O Homem que Não Dormia
Inácio Araújo
Numa cabine de imprensa encontro o amigo Egypto e ele me pergunta sobre “O Homem que Não Dormia”. E, antes mesmo que eu possa responder ele acrescenta que foi um dos quatro abnegados que permaneceu até o fim da sessão.
Nada contra sair no meio dos filmes. Ficar até o final não proporciona uma visão melhor e, eventualmente, se não se está agüentando aquilo, ela pode ser até pior.
De minha parte, só posso discordar do Egypto em relação a esse filme. Não posso falar dos demais colegas, porque não tive a chance de conversar com eles.
É um filme fragmentário, concordo.
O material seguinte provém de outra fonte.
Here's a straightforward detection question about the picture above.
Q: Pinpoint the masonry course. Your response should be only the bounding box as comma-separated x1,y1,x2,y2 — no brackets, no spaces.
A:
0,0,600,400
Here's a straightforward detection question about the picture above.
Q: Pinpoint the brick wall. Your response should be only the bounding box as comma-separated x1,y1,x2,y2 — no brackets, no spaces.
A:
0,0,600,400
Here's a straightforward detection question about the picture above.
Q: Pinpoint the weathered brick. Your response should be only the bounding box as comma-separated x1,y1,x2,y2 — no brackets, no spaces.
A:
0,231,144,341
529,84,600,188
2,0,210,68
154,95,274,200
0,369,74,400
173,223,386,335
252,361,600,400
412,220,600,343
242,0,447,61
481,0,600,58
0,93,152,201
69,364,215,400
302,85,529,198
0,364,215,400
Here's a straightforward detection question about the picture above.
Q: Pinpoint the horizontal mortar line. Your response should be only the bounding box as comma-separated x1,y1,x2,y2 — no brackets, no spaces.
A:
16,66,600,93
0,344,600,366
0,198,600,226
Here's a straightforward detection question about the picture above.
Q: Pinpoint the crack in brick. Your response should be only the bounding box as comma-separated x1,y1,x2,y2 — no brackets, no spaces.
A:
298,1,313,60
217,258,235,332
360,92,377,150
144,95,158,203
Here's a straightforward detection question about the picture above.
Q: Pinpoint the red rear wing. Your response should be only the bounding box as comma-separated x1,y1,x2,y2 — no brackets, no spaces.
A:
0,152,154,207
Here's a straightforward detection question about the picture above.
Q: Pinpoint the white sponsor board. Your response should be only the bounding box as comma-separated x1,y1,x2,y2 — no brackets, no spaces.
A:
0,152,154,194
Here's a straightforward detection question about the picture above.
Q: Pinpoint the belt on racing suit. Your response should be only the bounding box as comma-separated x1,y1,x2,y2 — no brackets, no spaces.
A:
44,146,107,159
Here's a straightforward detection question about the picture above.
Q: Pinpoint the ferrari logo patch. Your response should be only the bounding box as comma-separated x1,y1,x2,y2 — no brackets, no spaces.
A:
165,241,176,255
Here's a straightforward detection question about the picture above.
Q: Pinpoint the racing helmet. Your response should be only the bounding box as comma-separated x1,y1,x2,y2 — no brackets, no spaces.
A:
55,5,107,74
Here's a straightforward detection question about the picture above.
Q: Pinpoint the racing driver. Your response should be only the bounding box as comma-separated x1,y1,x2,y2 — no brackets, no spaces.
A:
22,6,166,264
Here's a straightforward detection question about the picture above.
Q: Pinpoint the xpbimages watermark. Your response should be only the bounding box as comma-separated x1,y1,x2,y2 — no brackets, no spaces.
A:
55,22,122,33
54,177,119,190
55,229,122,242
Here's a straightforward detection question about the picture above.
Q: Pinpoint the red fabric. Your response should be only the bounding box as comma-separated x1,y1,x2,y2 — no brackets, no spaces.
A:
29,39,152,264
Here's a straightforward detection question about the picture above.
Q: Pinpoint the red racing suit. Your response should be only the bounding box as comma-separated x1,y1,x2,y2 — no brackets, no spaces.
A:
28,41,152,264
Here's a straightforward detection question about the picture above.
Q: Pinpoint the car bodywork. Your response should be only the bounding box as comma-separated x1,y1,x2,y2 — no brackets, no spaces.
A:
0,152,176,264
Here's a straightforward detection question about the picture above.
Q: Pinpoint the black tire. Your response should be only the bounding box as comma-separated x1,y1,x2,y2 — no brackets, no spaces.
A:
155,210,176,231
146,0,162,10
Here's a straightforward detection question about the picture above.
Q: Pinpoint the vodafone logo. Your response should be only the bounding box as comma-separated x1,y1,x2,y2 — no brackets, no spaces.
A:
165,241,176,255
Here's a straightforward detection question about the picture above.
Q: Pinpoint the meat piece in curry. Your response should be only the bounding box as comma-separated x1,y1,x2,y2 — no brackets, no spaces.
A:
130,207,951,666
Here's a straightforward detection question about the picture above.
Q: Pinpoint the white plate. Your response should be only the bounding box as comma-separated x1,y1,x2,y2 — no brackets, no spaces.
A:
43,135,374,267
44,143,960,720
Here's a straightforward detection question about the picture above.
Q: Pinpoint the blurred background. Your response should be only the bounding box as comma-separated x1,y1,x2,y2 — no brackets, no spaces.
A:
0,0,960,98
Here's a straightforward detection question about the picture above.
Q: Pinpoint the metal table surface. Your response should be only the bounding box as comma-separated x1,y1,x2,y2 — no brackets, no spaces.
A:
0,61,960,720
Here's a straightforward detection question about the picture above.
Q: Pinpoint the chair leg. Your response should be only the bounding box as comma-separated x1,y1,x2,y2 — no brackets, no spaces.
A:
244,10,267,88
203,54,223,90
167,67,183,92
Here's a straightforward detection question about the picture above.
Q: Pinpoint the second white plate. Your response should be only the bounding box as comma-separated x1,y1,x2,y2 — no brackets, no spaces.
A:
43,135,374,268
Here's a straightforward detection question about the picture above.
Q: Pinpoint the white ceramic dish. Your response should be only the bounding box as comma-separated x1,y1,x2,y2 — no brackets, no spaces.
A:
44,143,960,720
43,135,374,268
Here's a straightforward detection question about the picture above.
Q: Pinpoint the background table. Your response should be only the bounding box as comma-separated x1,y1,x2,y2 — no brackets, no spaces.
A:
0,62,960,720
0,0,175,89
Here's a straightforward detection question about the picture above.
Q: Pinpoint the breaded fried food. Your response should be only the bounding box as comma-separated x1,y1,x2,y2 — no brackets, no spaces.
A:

Mas isso não é necessariamente um defeito. É um hábito da geração de Edgard Navarro, não apenas no Brasil.
E, até pude entender, o filme tem uma coerência interna muito forte, é balizado por um fabulário (mula sem cabeça etc.), pela crônica política (o torturado da ditadura, transformado em louco da cidadezinha), pela permeabilidade do real pelo fantástico (os deuses nativos, tão presentes que contaminam até o padre), pela crônica de costumes (a maledicência e a tragédia familiar do coronel, que é um outro lado da repressão e da dominação econômica).
Essas séries, tenho a impressão, se articulam muito bem e criam um exemplar de filme fantástico bem raro no Brasil e que foge do interminável prato pronto que em geral nos é servido.
Há um ponto obscuro no filme e o Egypto manifestou seu desagrado: é quanto a certa escatologia, àquela gente que fica urinando em cena, essas coisas.
Bem, para os padrões Navarro é uma delicadeza. Ainda assim, acho que esses momentos, sim, são dispersivos. Raramente se justificam.
No geral, no entanto, um filme que me pareceu muito vivo, atrevido, inteligente. Espero que os colegas lhe dêem uma segunda chance.